Keep in mind that density altitude was intended for use by aircraft to determine the lift capability at takeoff. It does not care if the change in density is due to humidity changes (which displace oxygen) or due to temperature changes.
Water vapor is lighter than air so increasing humidity reduces density (increases density altitude) and reduces the amount of oxygen in a volume of air by displacing some of it with water vapor. Two identical density altitudes one with very high humidity and one with very low humidity will require slightly different mixtures.
The high humidity mixture will have less oxygen per volume and the water vapor will change the specific heat of the air, so the combined effect will be for the mixture to be slightly richer and burn a bit cooler. An identical density altitude with very low humidity will be slightly leaner due to the increased oxygen content per volume and it will burn a bit hotter due to the low humidity.
I would watch the density altitude as a gross reference point but also track the humidity, and
http://www.airdensityonline.com/ web site pay attention to the two values for
# air density(without water vapor) = 81.98
# air density (WITH water vapor) = 81.24
These are the reported values today here at Bandimere drag strip (5800 ft altitude) and :
# temperature = 50.0 deg f
# corrected barometer* = 29.81 Hg
# relative humidity = 68 %
Note that the high humidity effects the air density without water vapor vs with water vapor. As far as fuel air mixture you need to tune for the actual oxygen content per unit volume in the incoming air charge, but the humidity will effect how hot or cool a given AFR will burn, as humid air takes considerable more energy to increase its air temperature a given amount compared to dry air.
An easy way to see how humidity effects the heat capacity of air is to look at the dry lapse rate and saturated lapse rate values used in meterology.
Saturated air changes temperature at about 2.7 °F/1,000 ft change in altitude, where dry air changes temperature at a rate of approximately 5.5 deg F/1,000 ft change in elevation. As you can see the ratio is 5.5/2.7 = almost 2:1 difference in how much energy it takes to heat or cool a parcel of air depending if it is completely dry or fully saturated with water vapor. That means hot dry conditions are most likely to hurt the engine if it goes lean, compared to hot damp conditions and the same change in fuel air mixture.
Take a look at this web site, he does a good job of explaining how temperature, humidity and density effect engine power and how it compares to density altitude.
http://wahiduddin.net/calc/calc_hp_abs.htmIf you play with his calculators you can see that you can find two different conditions with identical density altitude but the relative power levels will be different.
For example if you input values of 50 deg F, absolute air pressure (station pressure = uncorrected barometer) of 24.3 in-hg, and relative humidity of 60% you get a density altitude of 6482 ft and a relative power level of 82.2.
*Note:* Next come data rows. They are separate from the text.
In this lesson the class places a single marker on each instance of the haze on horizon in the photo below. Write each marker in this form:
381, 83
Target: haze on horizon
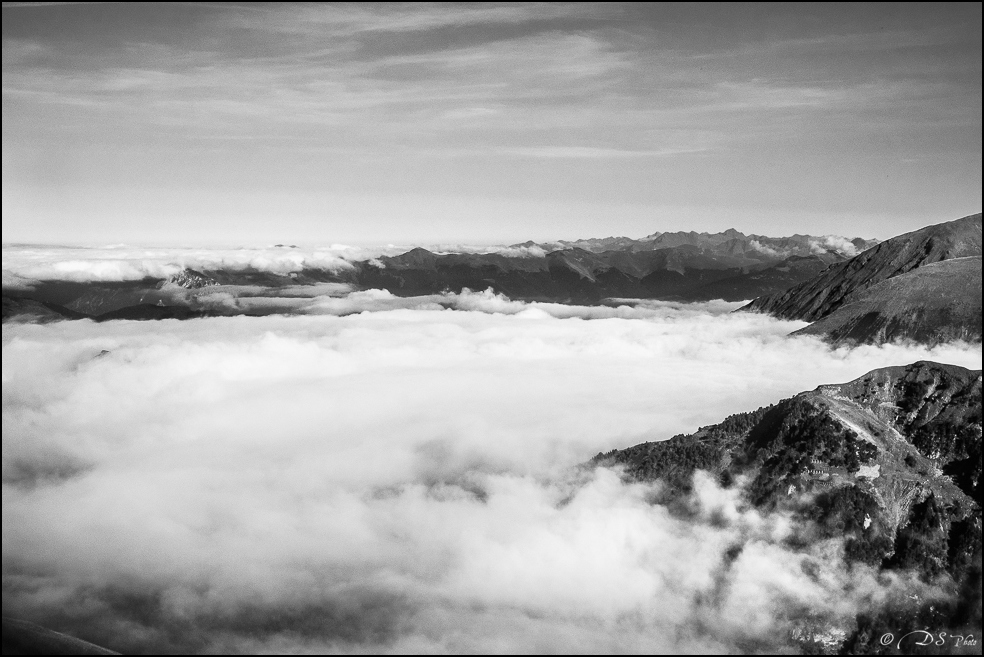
361, 124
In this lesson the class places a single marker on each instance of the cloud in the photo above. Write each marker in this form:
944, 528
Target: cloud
25, 265
835, 243
403, 480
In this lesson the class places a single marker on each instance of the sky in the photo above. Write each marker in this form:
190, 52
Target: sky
198, 124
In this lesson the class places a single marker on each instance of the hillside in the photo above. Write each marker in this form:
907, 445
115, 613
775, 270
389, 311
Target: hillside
818, 297
932, 304
890, 462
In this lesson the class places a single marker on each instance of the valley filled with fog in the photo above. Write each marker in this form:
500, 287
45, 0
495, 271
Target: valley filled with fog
404, 476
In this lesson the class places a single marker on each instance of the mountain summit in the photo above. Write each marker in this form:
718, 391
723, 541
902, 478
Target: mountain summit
924, 285
889, 463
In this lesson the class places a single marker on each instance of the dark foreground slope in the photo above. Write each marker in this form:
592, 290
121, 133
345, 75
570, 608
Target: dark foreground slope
686, 266
820, 296
934, 303
23, 638
890, 462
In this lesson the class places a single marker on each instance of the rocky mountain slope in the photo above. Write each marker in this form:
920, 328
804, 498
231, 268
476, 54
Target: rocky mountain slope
820, 296
891, 462
934, 303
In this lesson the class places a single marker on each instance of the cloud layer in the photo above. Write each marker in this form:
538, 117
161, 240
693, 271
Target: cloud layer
403, 480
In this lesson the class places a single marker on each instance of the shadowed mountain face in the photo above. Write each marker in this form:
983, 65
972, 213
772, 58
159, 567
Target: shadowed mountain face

If you put in a temperture of 51.42, Deg F, and the same barometric station pressure of 24.3 in-hg, and a humidity of 10% you get the same density altitude number but the relative power is now 82.8. The drop in humidity was worth an increase in power (due to increased oxygen to burn) of 82.8/82.2=1.00729
That does not sound like much but on a 400 hp engine it would be a change in power of 2.9 hp. That is assuming you nailed the tune for both conditions. If you hit one and missed the other, the difference could easily be 5-8 hp or more. The variation is much higher in hot temperatures because air can hold much more humidity in high temperatures.
If you use dry conditions 10% humidty, station pressure of 24.3 and temperature of 110 deg F your density altitude is 10093 and a relative power of 77%. If you drop the temperature to 75 degrees and 70% humidity and adjust the station pressure to 22.946 in-hg get to the same density altitude, you have relative power of 73.4%
Power has changed by 77/73.4=1.049 or about 5% between the two conditions even though the density altitude computed is the same.
On a 400 hp engine that change would be 20 hp difference if both tunes were ideal.